As the letters continue to arrive with ever more outlandish content, the social fabric of the village starts to fall apart. The letters all bear the local postmark, and people start to look suspiciously at their friends and neighbours, wondering who could be behind the campaign. Despite Rider's insistence that the contents of the letters should be disregarded, some notice that the letter-writer seems to have a very detailed knowledge of their personal circumstances, and start to question whether there may be a grain of truth in what is being written. Personal relationships too come under strain.

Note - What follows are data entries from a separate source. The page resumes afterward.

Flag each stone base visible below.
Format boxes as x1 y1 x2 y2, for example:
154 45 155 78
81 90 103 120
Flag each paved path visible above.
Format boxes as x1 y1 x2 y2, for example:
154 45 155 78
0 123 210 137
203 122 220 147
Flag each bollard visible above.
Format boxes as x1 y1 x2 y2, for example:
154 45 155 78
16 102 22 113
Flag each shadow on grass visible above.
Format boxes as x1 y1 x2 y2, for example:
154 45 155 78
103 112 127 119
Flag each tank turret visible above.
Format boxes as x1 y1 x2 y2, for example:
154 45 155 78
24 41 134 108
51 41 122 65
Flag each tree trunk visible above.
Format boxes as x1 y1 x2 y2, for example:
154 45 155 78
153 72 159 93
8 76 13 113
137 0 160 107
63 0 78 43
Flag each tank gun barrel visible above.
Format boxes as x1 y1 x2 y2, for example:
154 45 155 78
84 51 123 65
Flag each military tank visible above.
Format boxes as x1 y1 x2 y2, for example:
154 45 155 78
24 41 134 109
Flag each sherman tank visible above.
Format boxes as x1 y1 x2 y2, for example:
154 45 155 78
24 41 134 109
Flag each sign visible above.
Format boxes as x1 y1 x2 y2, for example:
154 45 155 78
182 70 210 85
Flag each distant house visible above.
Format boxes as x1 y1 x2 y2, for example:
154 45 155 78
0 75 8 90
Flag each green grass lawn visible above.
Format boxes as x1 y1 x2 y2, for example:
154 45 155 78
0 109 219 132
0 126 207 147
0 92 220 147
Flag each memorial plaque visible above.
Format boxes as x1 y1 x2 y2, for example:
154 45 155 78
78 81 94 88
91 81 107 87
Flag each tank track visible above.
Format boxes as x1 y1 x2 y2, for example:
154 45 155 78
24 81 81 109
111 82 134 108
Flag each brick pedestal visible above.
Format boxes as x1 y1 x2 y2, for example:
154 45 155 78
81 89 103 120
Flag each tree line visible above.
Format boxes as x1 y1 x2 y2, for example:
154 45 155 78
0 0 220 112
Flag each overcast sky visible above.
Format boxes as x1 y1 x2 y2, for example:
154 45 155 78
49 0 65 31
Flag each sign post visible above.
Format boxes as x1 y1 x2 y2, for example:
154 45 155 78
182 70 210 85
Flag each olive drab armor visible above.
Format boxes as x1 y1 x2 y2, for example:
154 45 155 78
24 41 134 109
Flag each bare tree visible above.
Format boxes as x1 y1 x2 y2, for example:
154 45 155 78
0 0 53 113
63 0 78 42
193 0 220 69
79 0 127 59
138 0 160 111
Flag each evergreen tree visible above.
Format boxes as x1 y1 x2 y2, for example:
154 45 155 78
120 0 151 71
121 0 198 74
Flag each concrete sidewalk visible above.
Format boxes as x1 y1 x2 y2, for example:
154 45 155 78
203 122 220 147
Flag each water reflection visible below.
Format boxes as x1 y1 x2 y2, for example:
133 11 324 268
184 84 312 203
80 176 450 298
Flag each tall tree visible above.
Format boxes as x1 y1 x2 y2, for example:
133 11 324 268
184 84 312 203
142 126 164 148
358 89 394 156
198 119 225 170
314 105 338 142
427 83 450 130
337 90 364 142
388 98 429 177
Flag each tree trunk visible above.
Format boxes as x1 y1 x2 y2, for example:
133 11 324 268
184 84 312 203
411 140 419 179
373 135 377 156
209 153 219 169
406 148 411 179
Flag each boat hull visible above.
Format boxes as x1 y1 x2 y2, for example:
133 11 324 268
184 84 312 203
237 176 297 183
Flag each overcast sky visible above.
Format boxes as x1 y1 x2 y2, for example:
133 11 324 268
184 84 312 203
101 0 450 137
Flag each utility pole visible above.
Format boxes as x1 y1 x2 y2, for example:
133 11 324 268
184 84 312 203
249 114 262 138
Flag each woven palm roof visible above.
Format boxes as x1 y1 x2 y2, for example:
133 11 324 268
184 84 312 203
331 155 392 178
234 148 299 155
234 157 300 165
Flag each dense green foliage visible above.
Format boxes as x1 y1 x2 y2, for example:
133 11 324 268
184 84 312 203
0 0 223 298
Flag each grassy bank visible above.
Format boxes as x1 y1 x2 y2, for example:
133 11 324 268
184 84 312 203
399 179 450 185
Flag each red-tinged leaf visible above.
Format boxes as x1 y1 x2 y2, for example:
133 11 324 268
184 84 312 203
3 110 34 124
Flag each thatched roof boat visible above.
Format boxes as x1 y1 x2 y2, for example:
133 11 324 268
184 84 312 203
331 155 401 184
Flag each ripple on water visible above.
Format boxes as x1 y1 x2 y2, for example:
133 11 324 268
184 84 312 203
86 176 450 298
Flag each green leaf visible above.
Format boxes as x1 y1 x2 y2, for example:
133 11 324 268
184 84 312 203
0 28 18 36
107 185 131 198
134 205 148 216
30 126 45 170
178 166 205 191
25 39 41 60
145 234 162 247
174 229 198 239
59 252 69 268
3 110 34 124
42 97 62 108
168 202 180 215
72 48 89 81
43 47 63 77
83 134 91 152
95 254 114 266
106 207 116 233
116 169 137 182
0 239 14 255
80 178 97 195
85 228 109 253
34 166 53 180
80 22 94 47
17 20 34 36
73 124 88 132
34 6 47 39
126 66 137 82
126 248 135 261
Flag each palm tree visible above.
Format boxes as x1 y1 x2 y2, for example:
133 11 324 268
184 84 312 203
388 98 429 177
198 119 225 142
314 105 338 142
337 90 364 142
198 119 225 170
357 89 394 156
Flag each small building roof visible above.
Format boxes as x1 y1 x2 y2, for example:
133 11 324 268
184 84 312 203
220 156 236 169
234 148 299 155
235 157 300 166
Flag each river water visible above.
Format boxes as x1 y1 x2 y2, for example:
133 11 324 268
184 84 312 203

Soon the entire village is overtaken by suspicion and paranoia, and fingers start to point at Connie Fateley (Catherine Lacey), a shy young seamstress who lives alone and does not tend to socialise. Convinced that this is exactly the kind of personality which would find vent in a malicious poison pen campaign, the villagers turn against Connie, openly accusing her of being the guilty party and ostracising her from village life. Tragedy follows when the despairing Connie hangs herself from the bellrope in the village church.

Rider preaches a sermon in which he expresses his disgust with his congregation for having driven Connie to suicide without a shred of evidence against her. Most however believe privately that Connie's death was an admission of guilt and feel relief that the ordeal is over. However letters are soon arriving again and the police become involved, keeping watch on local letterboxes in an attempt to catch the culprit. David now starts to receive letters detailing Ann's alleged infidelity, and unstable villager Sam Hurrin (Robert Newton) is targeted with information that his wife Sucal (Belle Chrystall) is dallying behind his back with local shopkeeper Len Griffin (Edward Chapman). After drinking himself into a rage that night, he goes out to confront Griffin and shoots him fatally.

The police now begin a round-the-clock surveillance of all letterboxes in the village, the collected letters are analysed and everyone who has been recorded as posting a letter is required to provide the address on the envelope. A handwriting expert is also brought in. The investigations lead in a surprising direction, towards a respected community member who has managed to hide a severely disturbed mind behind a mask of caring efficiency. Realising that the net is finally closing in, the perpetrator descends into a destructive mental frenzy before fatally jumping from a cliff above a local quarry.